What kind of sanctions await erring Discos?
In dealing with general inefficiency, there are two ways; one is to penalise an inefficient operator. If you are inefficient, you cannot get the right tariff. The other way is through corporate governance, if you are inefficient your board can sack you.
But one of the problems we have is that the distribution companies should have been having their boards that manage them as single entity and not being managed by the ministry of power.
If you have a board, the regulator can ask your board to sack you for inefficiency or the regulator penalises your board for inefficiency, but if it is crime or exploitation, you will be handed over to the EFCC (Economic and Financial Crimes Commission) to be prosecuted, and that’s what we have resolved to do.
Henceforth, we will ask customers to give us receipt of their payment, and where they are charged more than what is in the tariff, it’s a crime. The ideal is that when some people see themselves in jail, the corruption or stealing will abate. We are putting incentive into our methology to encourage efficiency, and if you are inefficient you will lose out of those incentives.
How prepared is NERC for the commencement of MYTO 2.
We have been strategising; I don’t know whether our strategy will work. We have taken some time to study the landscape. We have continued to revise due to feed back and responses. We expect that there is going to be a long drawn battle, so we have taken time to put our house in order and drawn up a comprehensive document which I am sending to the president and a copy the minister.
The idea is not just to communicate the tariff, but to give people some chewable -? it’s not just about PR ( public relations). People are smart; if you think you can just do some fancy PR then you are in trouble. But first, let there be substance and commitment from the regulator. That’s why the public hearing on metering has been on for the past three months.
It’s aimed at restoring trust. We are employing tools that are grounded to ensure improved service. We will be forthright to ensure that there are some quick wins for the customers before June.
In the past weeks, power supply has gone down drastically; don’t you envisage strong resistance if you increase tariff now?
I will be very careful to draw a line between power supply and quality. Supply will not drastically increase between now and December. But it will increase when some capacity is recovered from the PHCN plants with the gas issue being fixed and NIPP (National Integrated Power Projects)? coming up.
But our hope is not built on the fact that power will go up in the next three months. We know that Nigerians are reasonable people; if they understand the complexity they will go ahead with the reform. When people complain to me, they don’t say I have only six hours of power supply because they know that the crisis is deep. But what they complain is ‘I don’t have power and I just got a bill of N14, 000.
Or I have paid for meter and nobody has given me meter’; these are the things that Nigerians complain about because they know it will take some time to fix the power supply issue. But in six months to one year, we can have a sanitised electricity management system; that is what we are focusing. We can have a fully metered industry in one year.

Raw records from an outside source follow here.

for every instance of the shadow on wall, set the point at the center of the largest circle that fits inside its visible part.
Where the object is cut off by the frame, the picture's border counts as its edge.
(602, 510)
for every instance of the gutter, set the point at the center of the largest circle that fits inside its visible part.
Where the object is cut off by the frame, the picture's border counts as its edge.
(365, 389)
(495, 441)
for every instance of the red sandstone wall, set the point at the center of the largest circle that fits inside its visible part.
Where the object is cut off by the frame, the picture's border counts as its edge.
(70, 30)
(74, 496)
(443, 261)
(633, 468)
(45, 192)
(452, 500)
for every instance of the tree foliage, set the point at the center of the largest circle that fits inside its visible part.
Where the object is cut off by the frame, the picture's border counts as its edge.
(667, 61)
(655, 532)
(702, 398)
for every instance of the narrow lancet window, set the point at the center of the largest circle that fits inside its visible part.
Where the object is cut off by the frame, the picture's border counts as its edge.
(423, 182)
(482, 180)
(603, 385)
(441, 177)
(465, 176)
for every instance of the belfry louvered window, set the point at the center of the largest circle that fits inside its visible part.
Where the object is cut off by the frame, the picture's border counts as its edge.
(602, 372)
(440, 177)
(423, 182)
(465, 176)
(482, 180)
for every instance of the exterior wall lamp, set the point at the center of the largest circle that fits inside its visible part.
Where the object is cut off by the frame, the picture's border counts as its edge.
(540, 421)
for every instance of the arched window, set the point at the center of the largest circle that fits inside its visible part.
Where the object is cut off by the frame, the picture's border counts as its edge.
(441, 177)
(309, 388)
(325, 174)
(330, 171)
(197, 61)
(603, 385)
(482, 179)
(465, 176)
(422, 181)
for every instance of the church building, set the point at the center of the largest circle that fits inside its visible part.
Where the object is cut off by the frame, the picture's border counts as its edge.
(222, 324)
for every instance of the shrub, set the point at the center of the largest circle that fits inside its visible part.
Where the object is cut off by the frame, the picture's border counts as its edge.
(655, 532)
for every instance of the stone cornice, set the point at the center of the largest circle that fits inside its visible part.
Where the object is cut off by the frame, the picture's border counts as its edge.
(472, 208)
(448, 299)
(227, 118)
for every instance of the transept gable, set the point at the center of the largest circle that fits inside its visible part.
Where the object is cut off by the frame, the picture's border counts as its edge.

The CEOs can go to the bank and raise money for metering. They say we need 15,000 to 20,000mw to have stable electricity, there’s no magic that can increase supply to 20,000mw between now and June, and Nigerians know that. But they can know when government is making effort, when there is sincerity and when government policies are properly aligned.
They are not asking for magic, they know that the road map is there and that government is committed to it, and they also know that the distribution companies are behaving criminally at times.???